There is another perspective on the subject of nourishment. First and obviously one considers food as nourishment for the body. But there are so many other things that can nourish the mind, the soul, the emotions, the heart. Books, music, concerts, movies, sports, arts, dance, social interaction, being in nature, and so forth – these are all things that highly nourish the mind and soul. That may be deeply satisfying.  So what kind of books does one read? What kind of music does one listen to? What kind of movies and TV are being watched? What amount of time is being spent in front of the TV, maybe not knowing 5 minutes lager what was going on 5 minutes earlier? Is one consciously deciding what one is watching or is the TV being used for distraction? Does one take the time to digest also mentally what one has seen, experienced, observed?

Social life and realtionships

What kind of relationships does one have? What kind of people are in one’s social environment? Are there people giving appreciation, encouragement, inspiration? Are there people supporting one’s interests and values and who are mindful? Or are there more depressive, anxious, negative thinking, discontent, envious people who are lacking a drive and supporting a downward moving spiral, energetically? Saying no to toxic relationships, to people who steal one’s energy by bringing one down continuously may be hard but necessary. It means to make space for other ones that may be more uplifting and inspiring. Saying no to unnecessary and tedious contacts means making room for people who will share one’s visions and who want one’s success. Those people won’t be jealous of one’s success and they also won’t feel inferior because they also fight for something and they know the long and challenging way real success always takes.

 

Each and everything of one’s environment has an impact on the thoughts, feelings and actions. One’s environment corresponds with one’s experiences and it has an impact on one’s perception of the world, the people and oneself.

Assuming that one has the gift of being able to reflect and of being able to make conscious decisions I come to the conclusion that one always has a choice. It’s uncomfortable but a human being has the gift of using the intellect to decide what to think, what to say, what to do and also what not to think, not to say, not to do. There is always a yes and a no at the same time and it’s about making one’s own choice, every moment.

Making willful decisions requires mindfulness, reflection and courage.  It requires being conscious to what happens – to observantly perceive what is going on in each and every moment. As every moment is unique, there is no exact replication – not even in the things being done every day.

Saying no is not a weakness. A courageous no means that one is able to stand in for something and has the courage to stand alone.

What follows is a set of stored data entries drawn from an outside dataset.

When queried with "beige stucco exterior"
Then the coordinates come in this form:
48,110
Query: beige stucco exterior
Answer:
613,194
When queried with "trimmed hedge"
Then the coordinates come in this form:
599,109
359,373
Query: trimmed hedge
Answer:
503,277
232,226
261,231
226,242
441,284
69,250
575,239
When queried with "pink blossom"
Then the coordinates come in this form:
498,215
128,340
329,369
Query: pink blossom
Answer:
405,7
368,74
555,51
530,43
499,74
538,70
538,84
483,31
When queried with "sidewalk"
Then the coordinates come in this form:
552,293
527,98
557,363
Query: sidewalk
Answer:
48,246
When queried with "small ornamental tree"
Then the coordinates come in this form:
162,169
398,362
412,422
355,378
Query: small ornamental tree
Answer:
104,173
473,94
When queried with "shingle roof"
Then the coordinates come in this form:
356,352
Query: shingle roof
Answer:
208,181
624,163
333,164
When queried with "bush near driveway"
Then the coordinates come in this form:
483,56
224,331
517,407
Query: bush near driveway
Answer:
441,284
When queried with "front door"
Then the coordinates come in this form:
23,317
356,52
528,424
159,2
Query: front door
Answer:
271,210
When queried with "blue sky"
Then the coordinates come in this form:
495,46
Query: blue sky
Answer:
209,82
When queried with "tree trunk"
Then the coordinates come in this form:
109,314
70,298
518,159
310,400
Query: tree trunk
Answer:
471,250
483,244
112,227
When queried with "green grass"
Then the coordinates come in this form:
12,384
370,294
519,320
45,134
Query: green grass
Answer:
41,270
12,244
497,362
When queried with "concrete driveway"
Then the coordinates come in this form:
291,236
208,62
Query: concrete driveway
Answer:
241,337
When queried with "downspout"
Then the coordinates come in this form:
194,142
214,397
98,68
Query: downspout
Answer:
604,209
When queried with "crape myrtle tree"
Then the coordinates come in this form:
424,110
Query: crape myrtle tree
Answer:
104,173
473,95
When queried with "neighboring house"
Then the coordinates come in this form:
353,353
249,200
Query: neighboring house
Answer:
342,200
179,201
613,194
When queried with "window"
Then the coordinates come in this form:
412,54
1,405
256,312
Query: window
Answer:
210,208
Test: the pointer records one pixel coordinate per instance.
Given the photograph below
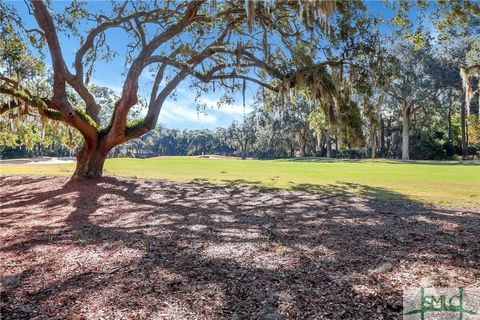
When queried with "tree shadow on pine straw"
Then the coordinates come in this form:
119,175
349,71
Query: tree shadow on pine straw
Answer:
117,248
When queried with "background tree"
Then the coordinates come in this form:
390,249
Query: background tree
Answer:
256,41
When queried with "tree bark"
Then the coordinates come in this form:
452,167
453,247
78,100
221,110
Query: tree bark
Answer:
405,132
374,143
464,132
90,161
329,145
382,137
449,123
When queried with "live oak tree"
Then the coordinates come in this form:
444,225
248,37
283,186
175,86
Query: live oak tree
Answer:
281,45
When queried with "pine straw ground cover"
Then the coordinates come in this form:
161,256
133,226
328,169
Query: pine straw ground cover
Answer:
140,249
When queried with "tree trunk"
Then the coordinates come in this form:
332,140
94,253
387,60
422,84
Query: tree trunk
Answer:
329,145
382,137
90,161
302,147
374,144
464,132
449,123
405,132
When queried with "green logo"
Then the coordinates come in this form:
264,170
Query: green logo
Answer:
453,303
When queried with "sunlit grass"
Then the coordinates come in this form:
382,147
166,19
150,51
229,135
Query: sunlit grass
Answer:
444,184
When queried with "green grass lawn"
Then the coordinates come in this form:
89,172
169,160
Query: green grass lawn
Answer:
445,184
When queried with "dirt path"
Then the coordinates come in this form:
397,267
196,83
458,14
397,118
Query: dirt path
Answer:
133,249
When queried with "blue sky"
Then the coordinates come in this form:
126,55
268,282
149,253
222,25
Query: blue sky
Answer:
178,113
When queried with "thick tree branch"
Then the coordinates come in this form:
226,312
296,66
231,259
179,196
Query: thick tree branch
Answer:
130,88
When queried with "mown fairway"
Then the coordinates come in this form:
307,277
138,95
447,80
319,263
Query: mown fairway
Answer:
445,184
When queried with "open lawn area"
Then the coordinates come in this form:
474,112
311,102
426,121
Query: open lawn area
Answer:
116,248
205,238
451,184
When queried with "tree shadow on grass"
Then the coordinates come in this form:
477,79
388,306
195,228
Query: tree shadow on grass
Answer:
131,248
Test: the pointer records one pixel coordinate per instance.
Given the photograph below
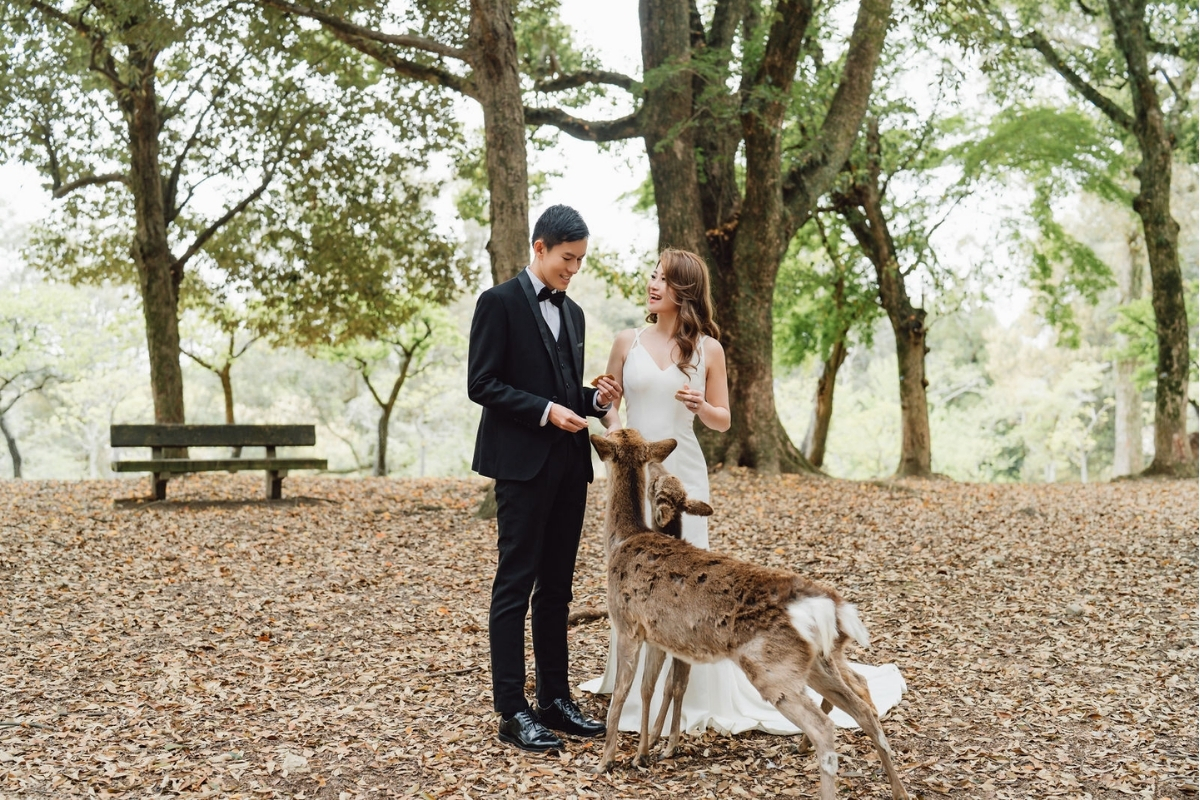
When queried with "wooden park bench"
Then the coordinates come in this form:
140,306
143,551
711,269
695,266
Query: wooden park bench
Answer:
157,437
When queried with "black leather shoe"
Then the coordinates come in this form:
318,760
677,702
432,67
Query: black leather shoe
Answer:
564,715
526,732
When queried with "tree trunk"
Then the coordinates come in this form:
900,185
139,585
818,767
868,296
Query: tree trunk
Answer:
863,209
909,325
747,241
1127,456
1173,453
151,253
498,82
227,390
666,53
13,451
822,403
381,465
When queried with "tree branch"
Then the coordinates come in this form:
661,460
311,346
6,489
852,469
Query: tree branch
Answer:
586,77
345,26
1109,108
1164,48
107,65
172,187
63,190
627,127
208,233
198,360
408,68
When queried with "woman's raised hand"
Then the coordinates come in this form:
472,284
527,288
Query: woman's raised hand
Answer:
690,397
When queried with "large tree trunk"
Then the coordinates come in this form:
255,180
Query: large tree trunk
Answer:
381,465
13,451
1173,452
151,252
747,240
1127,455
498,82
863,209
814,444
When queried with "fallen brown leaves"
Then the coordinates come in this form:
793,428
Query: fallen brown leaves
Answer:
335,644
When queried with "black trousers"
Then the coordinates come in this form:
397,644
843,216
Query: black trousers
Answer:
539,523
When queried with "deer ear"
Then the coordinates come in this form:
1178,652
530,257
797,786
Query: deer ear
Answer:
660,450
604,447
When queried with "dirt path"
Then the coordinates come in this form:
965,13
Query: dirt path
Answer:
334,644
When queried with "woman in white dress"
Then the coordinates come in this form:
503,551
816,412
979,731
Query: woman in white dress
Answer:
673,372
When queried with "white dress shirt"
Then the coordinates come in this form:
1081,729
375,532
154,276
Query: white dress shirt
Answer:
553,317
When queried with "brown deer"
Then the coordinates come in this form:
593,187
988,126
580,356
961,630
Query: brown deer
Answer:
669,503
783,630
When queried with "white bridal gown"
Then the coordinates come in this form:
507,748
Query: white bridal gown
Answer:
719,696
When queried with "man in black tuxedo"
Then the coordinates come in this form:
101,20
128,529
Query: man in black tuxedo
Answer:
526,368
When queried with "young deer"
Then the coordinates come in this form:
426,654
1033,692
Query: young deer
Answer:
784,631
669,503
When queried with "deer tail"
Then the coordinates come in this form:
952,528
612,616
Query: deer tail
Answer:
815,619
852,626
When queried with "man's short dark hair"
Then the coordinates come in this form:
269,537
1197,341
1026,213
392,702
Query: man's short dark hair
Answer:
559,223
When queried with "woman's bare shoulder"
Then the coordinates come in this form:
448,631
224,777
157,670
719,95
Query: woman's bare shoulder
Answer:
625,338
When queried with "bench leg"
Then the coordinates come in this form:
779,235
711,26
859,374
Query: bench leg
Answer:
275,483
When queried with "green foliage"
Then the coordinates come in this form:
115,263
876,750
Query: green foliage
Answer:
1135,324
342,268
1061,150
825,293
250,101
619,281
1062,270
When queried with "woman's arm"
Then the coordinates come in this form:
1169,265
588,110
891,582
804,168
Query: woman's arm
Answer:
617,370
714,411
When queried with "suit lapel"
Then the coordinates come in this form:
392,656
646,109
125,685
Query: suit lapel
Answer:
543,328
573,338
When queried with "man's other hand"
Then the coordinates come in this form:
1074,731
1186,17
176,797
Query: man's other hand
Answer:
565,419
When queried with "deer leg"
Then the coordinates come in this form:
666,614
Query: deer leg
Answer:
651,669
829,677
677,684
805,744
627,665
783,684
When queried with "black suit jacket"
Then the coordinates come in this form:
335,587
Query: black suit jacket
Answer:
513,372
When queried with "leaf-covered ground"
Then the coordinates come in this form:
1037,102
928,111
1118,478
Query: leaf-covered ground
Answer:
334,644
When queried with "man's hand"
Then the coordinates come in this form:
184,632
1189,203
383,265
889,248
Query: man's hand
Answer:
607,390
565,419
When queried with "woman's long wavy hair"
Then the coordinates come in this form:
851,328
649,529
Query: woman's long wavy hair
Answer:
687,275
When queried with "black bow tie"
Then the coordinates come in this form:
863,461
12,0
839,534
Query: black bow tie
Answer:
556,298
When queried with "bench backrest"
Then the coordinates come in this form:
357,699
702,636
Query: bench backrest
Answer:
213,435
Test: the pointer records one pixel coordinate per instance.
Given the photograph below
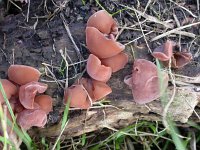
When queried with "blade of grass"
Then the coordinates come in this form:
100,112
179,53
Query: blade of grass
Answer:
63,124
170,124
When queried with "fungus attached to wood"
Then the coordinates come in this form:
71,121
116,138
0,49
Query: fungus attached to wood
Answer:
96,70
77,96
180,59
164,52
116,62
22,74
44,102
9,88
145,81
100,45
28,91
96,89
104,22
31,117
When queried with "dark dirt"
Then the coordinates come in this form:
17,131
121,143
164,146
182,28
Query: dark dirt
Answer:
40,39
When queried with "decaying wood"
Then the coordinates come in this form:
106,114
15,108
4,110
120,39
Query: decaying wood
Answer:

Sometimes it may take some time to learn to say no. It may take some time to understand that it is ok to say no. One’s own feelings are as important as the ones of others. Sometimes a self-defence-class may be a good setting for developing the ability to say no by learning to defend oneself.

As thoughts and emotions find expression in the body’s language, the person’s voice and behavior there’s a correlation between what is going on inside and outside. To understand not just rationally but also emotionally that it is ok to say no, that it may be vital to do it sometimes may be a learning process.

Actually there is so much freedom one has many hundred choices to make throughout the day. But how many things happen by custom, mechanically? Yes and no also express themselves in habits, behaviours, actions,… Acting in the same way always is like saying yes to status quo.

If one is able to say no even if it’s uncomfortable a yes counts a lot cause it’s a serious yes. To have the courage to say no to something may mean to have the courage to say yes to something else. There’s no yes without a no and there’s no no without a yes.